Physicians across the United States could soon be prescribing MDMA, a methamphetamine-based psychedelic drug, to terminal patients suffering from severe anxiety. Researchers learned last week that they have been given a green light by the Drug Enforcement Administration to launch a clinical trial for MDMA in an effort to size up the drug’s potential in assisting patients with life-threatening conditions come to grips with their end of life.
The study is being sponsored by the Multidisciplinary Association for Psychedelic Studies (MAPS), a non-profit group fighting for advancements in research pertaining to the medicinal use of psychedelics and marijuana. Earlier last year, the organization, along with Dr. Sue Sisley, earned approval to begin studying the effects of marijuana on veterans suffering from post-traumatic stress disorder, a process that reportedly took three years to come to fruition.

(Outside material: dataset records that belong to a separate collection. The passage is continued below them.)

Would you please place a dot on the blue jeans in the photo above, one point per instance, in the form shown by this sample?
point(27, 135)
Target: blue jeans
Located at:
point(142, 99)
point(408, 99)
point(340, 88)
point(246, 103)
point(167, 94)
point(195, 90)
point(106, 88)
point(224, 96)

The idea that MDMA has a medicinal benefit has been just as difficult to sell to the federal government.
At one time, the drug, sometimes mistaken for Molly, was determined to have “safe and accepted medical use” by the DEA’s chief administrative law judge, Francis Young, who recommended the drug be downgraded from its Schedule I classification to a Schedule III. Unfortunately, this did not fly with DEA administrator John Lawn. He argued the judge’s recommendation had no validity because the drug had not been approved by the FDA and later determined that MDMA would remain in its Schedule I classification indefinitely.
A federal circuit court judge later overturned Lawn’s argument by prohibiting the DEA from using the excuse of “lack of FDA approval” as a reason to maintain MDMA’s Schedule I status. Despite this backlash, Lawn announced that after reevaluating the evidence surrounding the drug, he believed it should remain a Schedule I controlled substance. That was nearly 20 years ago.
Fortunately, this has not prevented science from exploring the medicinal benefits of the psychedelic substance. The folks at MAPS have studied the drug for over the past decade as a potential treatment for post traumatic stress disorder, even while the federal government has become increasingly hell bent on imposing stricter penalties on those who distribute and possess the drug.
The success of the 2010 MDMA/PTSD study, which indicated the drug eased the symptoms of PTSD in 83 percent of the participants, is ultimately what facilitated the regulatory approval for the group’s latest investigation.
The new study, which will consist of 18 patients with terminal conditions, is set to take place in Marin, California, where lead researcher Dr. Philip Wolfson will conduct months of psychotherapy sessions with the use of MDMA. The goal is to discover how the drug can best be used to elevate a person’s quality of life at a time when death is imminent.
MAPS communications director Brad Burge said this research is all part of a $20 million master plan to bring MDMA to the pharmaceutical market by 2021.